Personal Savings Allowance

21 November 2016

Seven Saving Tips

We all have different savings habits and more often than not understand what works best for us when it comes to putting finances aside for the future. But there are simple tactics that can be easily implemented at any time to help you make the most of your money. Here, Kate Murray, Principality Building Society’s Senior Savings Product Manager, shares her seven top tips for savvy saving. 

Understanding income and outgoings

A simple way of staying on top of your finances is by getting familiar with your income every month against your regular outgoings, such as a mortgage payment, household bills and travel expenses. Being certain about the amounts of all of your direct debits and standing orders will leave less chance of you getting caught out by unexpected costs.  Importantly you’ll have a clear idea of how much money will be leftover in your account each month, which could head straight into your savings.   

Learning to say no  

Impulse buying can be a saver’s greatest downfall, potentially throwing out all the hard work of putting away money every month for a purchase bought simply on a whim. Asking yourself ‘do I really need this?’ before hitting the tills could leave you with more money to save at the end of the month and a healthier current account too. 

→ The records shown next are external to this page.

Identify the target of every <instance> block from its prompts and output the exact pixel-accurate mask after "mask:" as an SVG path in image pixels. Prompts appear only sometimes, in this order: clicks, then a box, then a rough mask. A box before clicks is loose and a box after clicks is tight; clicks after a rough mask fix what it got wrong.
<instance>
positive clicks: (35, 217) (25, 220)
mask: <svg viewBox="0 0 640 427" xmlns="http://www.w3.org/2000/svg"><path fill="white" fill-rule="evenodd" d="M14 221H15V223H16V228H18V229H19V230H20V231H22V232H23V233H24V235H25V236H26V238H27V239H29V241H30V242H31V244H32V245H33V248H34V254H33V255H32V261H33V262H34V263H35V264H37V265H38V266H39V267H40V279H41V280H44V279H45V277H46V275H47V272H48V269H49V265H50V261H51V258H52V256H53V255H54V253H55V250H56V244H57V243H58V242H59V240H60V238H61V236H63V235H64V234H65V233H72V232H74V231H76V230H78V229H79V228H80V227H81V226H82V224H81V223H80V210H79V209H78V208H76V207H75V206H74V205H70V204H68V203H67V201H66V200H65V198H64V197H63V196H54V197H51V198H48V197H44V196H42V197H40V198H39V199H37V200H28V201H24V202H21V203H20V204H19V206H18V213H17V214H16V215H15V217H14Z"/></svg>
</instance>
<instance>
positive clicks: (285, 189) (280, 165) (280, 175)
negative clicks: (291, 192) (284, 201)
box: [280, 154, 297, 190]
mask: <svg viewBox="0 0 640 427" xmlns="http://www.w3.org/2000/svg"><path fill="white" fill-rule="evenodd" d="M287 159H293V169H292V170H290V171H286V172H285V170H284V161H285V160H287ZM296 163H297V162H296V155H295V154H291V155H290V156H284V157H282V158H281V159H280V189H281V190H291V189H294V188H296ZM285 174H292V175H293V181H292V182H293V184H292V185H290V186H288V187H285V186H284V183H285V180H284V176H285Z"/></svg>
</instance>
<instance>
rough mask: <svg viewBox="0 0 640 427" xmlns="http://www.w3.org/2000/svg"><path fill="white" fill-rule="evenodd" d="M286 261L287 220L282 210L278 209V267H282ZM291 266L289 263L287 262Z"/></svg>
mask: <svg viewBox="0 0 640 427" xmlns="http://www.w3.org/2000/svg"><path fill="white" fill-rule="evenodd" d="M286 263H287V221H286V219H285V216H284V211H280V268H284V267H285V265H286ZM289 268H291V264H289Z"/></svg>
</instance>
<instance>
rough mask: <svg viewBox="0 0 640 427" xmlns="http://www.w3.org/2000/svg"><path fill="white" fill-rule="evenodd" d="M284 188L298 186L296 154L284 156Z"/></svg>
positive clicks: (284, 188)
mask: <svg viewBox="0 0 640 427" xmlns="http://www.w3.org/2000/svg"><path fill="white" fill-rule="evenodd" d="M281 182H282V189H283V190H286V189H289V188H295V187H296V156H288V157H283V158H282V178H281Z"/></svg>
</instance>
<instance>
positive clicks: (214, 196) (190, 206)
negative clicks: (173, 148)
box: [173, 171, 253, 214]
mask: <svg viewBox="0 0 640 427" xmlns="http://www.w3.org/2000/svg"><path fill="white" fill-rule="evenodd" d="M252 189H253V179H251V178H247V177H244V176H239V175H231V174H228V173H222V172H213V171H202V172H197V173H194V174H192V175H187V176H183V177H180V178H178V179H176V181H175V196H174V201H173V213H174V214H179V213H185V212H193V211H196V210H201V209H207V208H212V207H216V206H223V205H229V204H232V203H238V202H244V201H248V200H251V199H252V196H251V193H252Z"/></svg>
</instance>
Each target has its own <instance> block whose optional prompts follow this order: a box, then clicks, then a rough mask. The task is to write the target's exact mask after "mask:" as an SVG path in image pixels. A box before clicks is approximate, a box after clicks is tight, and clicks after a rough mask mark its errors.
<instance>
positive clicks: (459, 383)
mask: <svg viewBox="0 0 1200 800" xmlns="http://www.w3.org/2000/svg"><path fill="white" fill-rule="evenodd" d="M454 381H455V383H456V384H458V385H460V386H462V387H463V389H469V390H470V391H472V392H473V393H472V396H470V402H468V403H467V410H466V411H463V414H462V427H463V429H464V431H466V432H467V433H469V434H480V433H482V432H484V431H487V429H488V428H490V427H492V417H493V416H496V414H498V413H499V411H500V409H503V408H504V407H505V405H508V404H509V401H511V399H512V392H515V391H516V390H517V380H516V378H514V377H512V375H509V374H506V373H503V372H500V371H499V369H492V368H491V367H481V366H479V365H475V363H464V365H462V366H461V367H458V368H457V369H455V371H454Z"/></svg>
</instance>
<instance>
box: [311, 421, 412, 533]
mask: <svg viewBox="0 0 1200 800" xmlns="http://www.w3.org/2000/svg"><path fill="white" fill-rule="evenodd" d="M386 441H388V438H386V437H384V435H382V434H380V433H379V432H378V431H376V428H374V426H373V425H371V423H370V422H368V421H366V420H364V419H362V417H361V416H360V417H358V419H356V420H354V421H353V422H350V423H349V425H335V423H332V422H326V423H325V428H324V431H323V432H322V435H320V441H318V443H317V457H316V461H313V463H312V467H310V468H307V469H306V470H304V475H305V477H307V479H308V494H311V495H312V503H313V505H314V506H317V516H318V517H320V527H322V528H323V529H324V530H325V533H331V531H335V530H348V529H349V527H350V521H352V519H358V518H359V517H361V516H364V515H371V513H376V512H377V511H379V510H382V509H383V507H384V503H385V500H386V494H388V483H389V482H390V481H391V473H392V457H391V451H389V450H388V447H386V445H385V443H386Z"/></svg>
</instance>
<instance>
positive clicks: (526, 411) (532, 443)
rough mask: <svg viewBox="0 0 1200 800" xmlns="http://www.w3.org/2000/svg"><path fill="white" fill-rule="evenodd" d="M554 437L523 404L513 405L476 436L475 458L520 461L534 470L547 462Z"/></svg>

Keeping on top of competitive prices 

Taking time every year to review your finances is a great habit to get in to; shopping around for deals, speaking to providers about a competitive price you have seen elsewhere, and checking you’re not being charged above the odds are all effective ways to audit your finances. Breakdown your monthly bills and you never know, you could score yourself a much better deal in the long run. 

Managing debt

Once you have sufficient emergency savings, then consider using any surplus to pay off debts with the highest interest rate first. This is a good habit to live by, ensuring you don’t get into spiralling debt. Always review your existing debt before thinking about large purchases or making other large financial commitments such as taking out a mortgage or buying a new car. Consider whether you have enough savings to make the purchase for some items rather than increasing your level of debt.

Being savings savvy

There are simple savings that can be made around the home, which could help to save precious pennies. While there are obvious things like turning all lights and electrical products off when they’re not in use, installing energy saving products in the house could see your bills reduce too. Think about low energy lightbulbs, thermostats and insulation. 

Auditing your finances 

Going through your bank statement with a fine-tooth comb could pull up some payments you might not have realised you were making. Old subscriptions to magazines, gym prices that have been hiked up or online shopping payment plans you’ve been added to without your knowledge- these are all things which can sneak through. Be sure to follow up on any payments you don’t think are right – just think, that could be money that belongs in your savings account. At the same time, ask yourself if you really need that subscription anymore, or is that money that could be saved elsewhere? 

Planning ahead 

Finally, planning for the future is a savings rule that can be applied at any stage of life, but the sooner the better. Do you have a big holiday coming up? Are you preparing for your children or grandchildren heading off to university? Or is your car MOT due next month? Pre-planning over the longer term could avoid one month being thriftier than the next and mean you could have sufficient funds in your savings accounts to cover any unexpected costs.